I want to work with Gabriella of the South African History Archives, who is a thoughtful part of this debate, and who talks of engagement with the community at large, and taking public interest seriously.

Maybe I am naïve, but I hope that if we as journalists stop behaving like God’s gift to democracy and start looking at what we really do and what we really are (and not glibly, like in ‘of course we need to have self regulation’); if we start taking South Africa and its citizens, including the well meaning new politicians –even if they fumble- seriously, we may end up not being hated by all.

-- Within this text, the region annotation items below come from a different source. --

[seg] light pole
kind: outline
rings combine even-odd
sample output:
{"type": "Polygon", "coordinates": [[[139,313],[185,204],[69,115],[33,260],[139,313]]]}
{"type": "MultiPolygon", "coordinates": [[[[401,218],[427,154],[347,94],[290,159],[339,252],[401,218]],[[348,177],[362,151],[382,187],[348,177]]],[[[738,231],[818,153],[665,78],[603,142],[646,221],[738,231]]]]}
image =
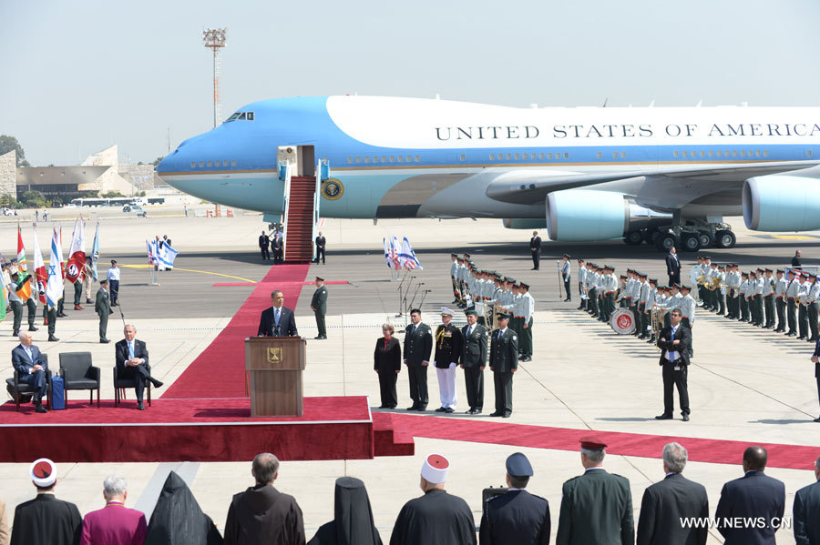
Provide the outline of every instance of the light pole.
{"type": "Polygon", "coordinates": [[[202,31],[202,44],[213,51],[213,126],[220,119],[220,49],[225,46],[227,28],[208,28],[202,31]]]}

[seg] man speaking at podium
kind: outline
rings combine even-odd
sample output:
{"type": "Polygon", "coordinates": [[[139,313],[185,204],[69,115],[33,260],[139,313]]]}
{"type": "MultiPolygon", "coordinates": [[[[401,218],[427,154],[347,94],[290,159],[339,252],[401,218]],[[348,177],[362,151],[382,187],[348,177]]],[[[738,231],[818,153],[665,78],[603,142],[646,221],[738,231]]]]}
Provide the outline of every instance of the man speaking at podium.
{"type": "Polygon", "coordinates": [[[259,320],[259,337],[299,337],[293,311],[283,307],[284,295],[275,290],[271,294],[273,307],[262,310],[259,320]]]}

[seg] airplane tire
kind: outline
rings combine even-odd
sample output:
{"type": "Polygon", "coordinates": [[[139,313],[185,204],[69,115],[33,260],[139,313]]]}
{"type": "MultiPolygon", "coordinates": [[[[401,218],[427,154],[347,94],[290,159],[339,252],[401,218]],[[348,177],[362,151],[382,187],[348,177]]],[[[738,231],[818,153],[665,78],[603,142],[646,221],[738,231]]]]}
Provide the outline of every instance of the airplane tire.
{"type": "Polygon", "coordinates": [[[681,237],[681,247],[683,251],[696,252],[701,249],[700,233],[685,233],[681,237]]]}
{"type": "Polygon", "coordinates": [[[718,231],[715,235],[714,243],[718,247],[734,247],[734,245],[737,243],[737,237],[732,231],[718,231]]]}

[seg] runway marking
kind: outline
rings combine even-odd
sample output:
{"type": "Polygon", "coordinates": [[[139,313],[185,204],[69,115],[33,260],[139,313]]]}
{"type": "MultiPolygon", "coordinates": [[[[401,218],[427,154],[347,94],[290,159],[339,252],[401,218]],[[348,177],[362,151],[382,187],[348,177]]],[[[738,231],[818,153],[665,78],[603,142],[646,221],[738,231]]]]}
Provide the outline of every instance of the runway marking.
{"type": "MultiPolygon", "coordinates": [[[[120,267],[122,267],[123,268],[125,268],[125,267],[149,268],[153,266],[144,264],[144,265],[120,265],[120,267]]],[[[243,278],[241,277],[234,277],[233,275],[223,275],[222,273],[215,273],[215,272],[211,272],[210,270],[194,270],[192,268],[177,268],[176,267],[174,267],[174,270],[181,270],[182,272],[195,272],[195,273],[200,273],[200,275],[213,275],[215,277],[225,277],[226,278],[235,278],[237,280],[241,280],[242,282],[250,282],[251,284],[256,284],[255,280],[251,280],[250,278],[243,278]]]]}

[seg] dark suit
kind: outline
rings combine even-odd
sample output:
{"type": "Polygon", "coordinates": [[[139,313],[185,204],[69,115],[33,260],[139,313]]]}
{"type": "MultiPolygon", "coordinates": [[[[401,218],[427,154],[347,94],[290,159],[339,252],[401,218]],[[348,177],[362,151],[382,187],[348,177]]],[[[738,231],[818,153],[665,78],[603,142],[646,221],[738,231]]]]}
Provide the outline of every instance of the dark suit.
{"type": "Polygon", "coordinates": [[[690,409],[687,375],[689,349],[692,348],[692,330],[681,323],[678,325],[673,339],[671,327],[663,328],[658,337],[658,346],[661,349],[659,364],[663,368],[663,414],[671,415],[674,412],[674,388],[677,387],[678,397],[681,400],[681,412],[688,415],[690,409]],[[673,345],[674,340],[681,342],[673,345]],[[667,353],[670,351],[678,353],[677,363],[671,362],[666,358],[667,353]],[[678,368],[678,370],[675,370],[675,368],[678,368]]]}
{"type": "Polygon", "coordinates": [[[424,410],[427,408],[429,397],[427,396],[427,368],[422,362],[430,361],[430,353],[433,351],[433,333],[430,327],[425,323],[419,323],[418,327],[413,324],[407,326],[405,333],[405,362],[407,364],[407,375],[410,379],[410,399],[413,399],[413,407],[424,410]]]}
{"type": "Polygon", "coordinates": [[[467,392],[467,404],[472,410],[484,409],[484,368],[487,366],[487,329],[481,324],[473,326],[467,335],[467,328],[461,329],[464,345],[461,348],[461,367],[464,368],[464,386],[467,392]]]}
{"type": "Polygon", "coordinates": [[[117,376],[120,378],[133,378],[135,383],[134,391],[137,394],[137,402],[142,401],[142,392],[145,391],[145,383],[151,377],[151,366],[149,365],[148,348],[145,341],[135,338],[134,358],[141,358],[145,359],[143,363],[136,367],[126,365],[126,362],[131,358],[128,351],[128,341],[126,339],[117,341],[114,345],[114,358],[117,361],[117,376]]]}
{"type": "Polygon", "coordinates": [[[319,256],[322,256],[322,264],[324,265],[324,245],[326,244],[324,237],[316,237],[316,263],[319,263],[319,256]]]}
{"type": "Polygon", "coordinates": [[[794,540],[797,545],[820,545],[820,481],[794,495],[794,540]]]}
{"type": "Polygon", "coordinates": [[[704,545],[706,528],[684,528],[682,518],[709,518],[703,485],[681,473],[670,473],[643,492],[637,545],[704,545]]]}
{"type": "Polygon", "coordinates": [[[669,275],[669,285],[681,283],[681,260],[677,254],[670,252],[666,255],[666,274],[669,275]]]}
{"type": "Polygon", "coordinates": [[[31,345],[29,348],[31,349],[30,358],[22,344],[12,348],[12,366],[19,374],[20,382],[27,384],[34,389],[34,400],[38,402],[46,395],[46,372],[48,370],[48,364],[43,359],[40,348],[34,345],[31,345]],[[41,366],[43,370],[32,371],[32,368],[36,365],[41,366]]]}
{"type": "Polygon", "coordinates": [[[783,519],[785,509],[785,486],[763,471],[747,471],[743,477],[730,480],[721,490],[714,518],[724,545],[774,545],[774,532],[780,528],[772,520],[783,519]],[[763,517],[765,528],[731,528],[726,520],[735,517],[763,517]]]}
{"type": "Polygon", "coordinates": [[[487,502],[478,532],[480,545],[549,543],[549,503],[527,490],[512,490],[487,502]]]}
{"type": "Polygon", "coordinates": [[[635,542],[630,481],[605,469],[587,469],[564,483],[556,545],[635,542]]]}
{"type": "Polygon", "coordinates": [[[327,288],[323,285],[313,292],[311,308],[313,309],[313,314],[316,316],[316,328],[319,329],[319,337],[327,337],[327,330],[324,328],[324,315],[327,314],[327,288]]]}
{"type": "Polygon", "coordinates": [[[259,331],[256,334],[259,337],[299,337],[293,311],[287,307],[282,307],[277,326],[273,308],[265,308],[259,318],[259,331]]]}
{"type": "Polygon", "coordinates": [[[496,390],[496,412],[512,413],[512,371],[518,368],[518,338],[507,328],[493,331],[490,344],[490,368],[496,390]]]}
{"type": "Polygon", "coordinates": [[[541,237],[533,237],[529,239],[529,251],[532,253],[532,267],[538,270],[541,260],[541,237]]]}
{"type": "Polygon", "coordinates": [[[261,253],[262,259],[270,259],[271,254],[268,252],[268,246],[271,244],[271,239],[268,238],[268,236],[262,233],[259,236],[259,250],[261,253]]]}

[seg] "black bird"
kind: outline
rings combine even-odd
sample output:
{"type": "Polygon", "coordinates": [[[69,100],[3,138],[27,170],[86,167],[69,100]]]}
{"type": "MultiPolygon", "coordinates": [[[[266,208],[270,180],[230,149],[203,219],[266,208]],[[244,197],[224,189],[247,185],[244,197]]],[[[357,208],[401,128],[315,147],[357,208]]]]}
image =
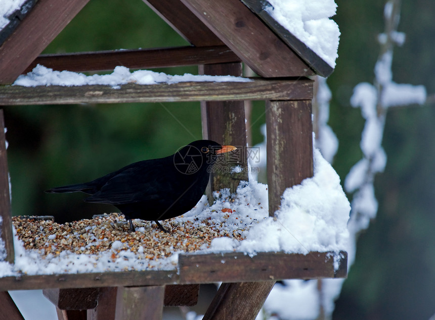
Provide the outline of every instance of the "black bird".
{"type": "Polygon", "coordinates": [[[53,188],[46,192],[81,191],[92,195],[86,202],[117,207],[135,230],[132,219],[154,221],[181,216],[193,208],[204,194],[218,155],[233,151],[209,140],[189,143],[171,155],[144,160],[89,182],[53,188]]]}

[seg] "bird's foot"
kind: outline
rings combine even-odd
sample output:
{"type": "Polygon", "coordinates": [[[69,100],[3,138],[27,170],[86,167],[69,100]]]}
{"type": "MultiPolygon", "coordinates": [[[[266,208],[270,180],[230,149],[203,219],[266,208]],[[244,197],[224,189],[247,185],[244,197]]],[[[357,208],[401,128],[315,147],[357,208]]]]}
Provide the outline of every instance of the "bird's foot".
{"type": "Polygon", "coordinates": [[[154,220],[154,222],[155,222],[157,224],[157,226],[158,226],[158,227],[159,227],[159,229],[160,230],[161,230],[162,231],[163,231],[163,232],[166,232],[166,233],[169,232],[169,231],[168,231],[167,230],[166,230],[165,228],[164,228],[163,227],[163,226],[160,224],[160,223],[158,221],[157,221],[157,220],[154,220]]]}

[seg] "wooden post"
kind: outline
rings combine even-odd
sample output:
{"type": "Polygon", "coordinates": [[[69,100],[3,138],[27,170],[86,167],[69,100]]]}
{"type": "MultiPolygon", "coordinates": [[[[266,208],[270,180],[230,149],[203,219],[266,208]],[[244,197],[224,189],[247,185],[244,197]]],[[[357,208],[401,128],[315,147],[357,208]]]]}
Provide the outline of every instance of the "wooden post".
{"type": "MultiPolygon", "coordinates": [[[[242,72],[240,63],[199,66],[200,74],[241,76],[242,72]]],[[[229,188],[231,193],[234,193],[241,180],[248,180],[244,108],[243,101],[201,101],[203,138],[238,148],[216,163],[216,170],[211,173],[210,187],[207,188],[209,200],[212,200],[212,191],[229,188]],[[237,165],[243,171],[232,173],[231,168],[237,165]]]]}
{"type": "Polygon", "coordinates": [[[101,288],[97,307],[88,310],[88,320],[114,320],[116,287],[101,288]]]}
{"type": "Polygon", "coordinates": [[[24,320],[23,315],[8,291],[0,291],[0,318],[8,320],[24,320]]]}
{"type": "Polygon", "coordinates": [[[313,176],[311,100],[266,102],[269,216],[284,190],[313,176]]]}
{"type": "Polygon", "coordinates": [[[203,319],[255,319],[275,283],[223,283],[203,319]]]}
{"type": "Polygon", "coordinates": [[[8,158],[6,155],[6,140],[5,136],[5,120],[3,110],[0,110],[0,237],[6,249],[5,260],[13,263],[14,238],[11,217],[11,196],[8,178],[8,158]]]}
{"type": "Polygon", "coordinates": [[[116,320],[161,319],[164,286],[119,287],[116,296],[116,320]]]}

Of course, if we end up being hated by the looters, that is fine. If there is anything we can learn from the ANC, in the best traditions of Tambo and Mandela, it is this: talk and work with all well-meaning people: people who want to do the right things; people who know they can’t build Rome in a day, who are willing to learn and take criticism. Let’s not be foolish in our demands and expectations: the ANC, after all, never demanded of whites that they should join MK in their droves. Avoid going for individual players, try  to see where the ball is going. In the process, the buggers who are actually bad will become isolated. We’ll end up with the majority.

3 comments:

  1. Good piece for profound reflection there. Me thinks most of Africa's problems have been brought about by pseudo intellectuals who have ever tried to ape the West where they acquired their education. All the thievery, fraud, corruption, nepotism does not exist in purely African mellieux. In my country, large-scale embezzlement, fraud, corruption etc. started when a well educated individual took over the leadership of the country from a barely educated president. The uneducated have very little baggage and can easily afford to be transparent. But all these 'book people' sheme a lot and so have a lot to hide and are scared of 'inquisitive' press people. But we can't do without education and the educated, so where do we go from here? How I would have loved to have more time to elaborate.

    ReplyDelete
  2. Chief made me think. Especially when a few days later Mosibudi Mangena wrote in the Sunday Times how 'western education' has alienated elites in Africa from the people they should serve. Prudence Mbewu understood Chief immediately in that vein too. "First in Africa we have the rural people who rule themselves and they are not exposed to White House and laptops and all these things. Ten thousand Rands is enough to them, it's a lot. But when these guys go to university with the whites they start to realize what they've been missing and then they want it all." Her way forward would be -and this is supported by what Charles Rukuni once told me- to wait for the third generation to come to its senses and combine their power, class and wealth with 'community mindedness'.
    In the end I don't know if it is really the education, or the nouveau riche alienation that causes all the trouble. The Rockefellers were just as American as the American people of lowly background they despised. I suppose in Africa, because education is associated with the West, leaving your country, being with whites and speaking another language, the schism between the community and the elite is probably bigger still. Will we just have to wait it out or can media do something to speed up the process? I don't know.

    ReplyDelete
  3. I think the media is already doing something through the works of FAIR members and the sponsorship of those good people who finance the investigations carried out by journalists. However, even journalists themselves fall within this group of polarised Africans who are not on the natives'side of the 'we and them' divide. To the 'unadulterated' village African, journalists and what the French language press in my country calls "mangoie" (the eaters)are one and the same people: exploiters of the masses. They are all book people, who studied the coloniser's tricks in order to take over from where the colonialists left. All may not be lost though. Incessant focus on the deviant attitudes of the men on high by the investigative press would surely make a difference. If at first you don't succeed, try, try, try again.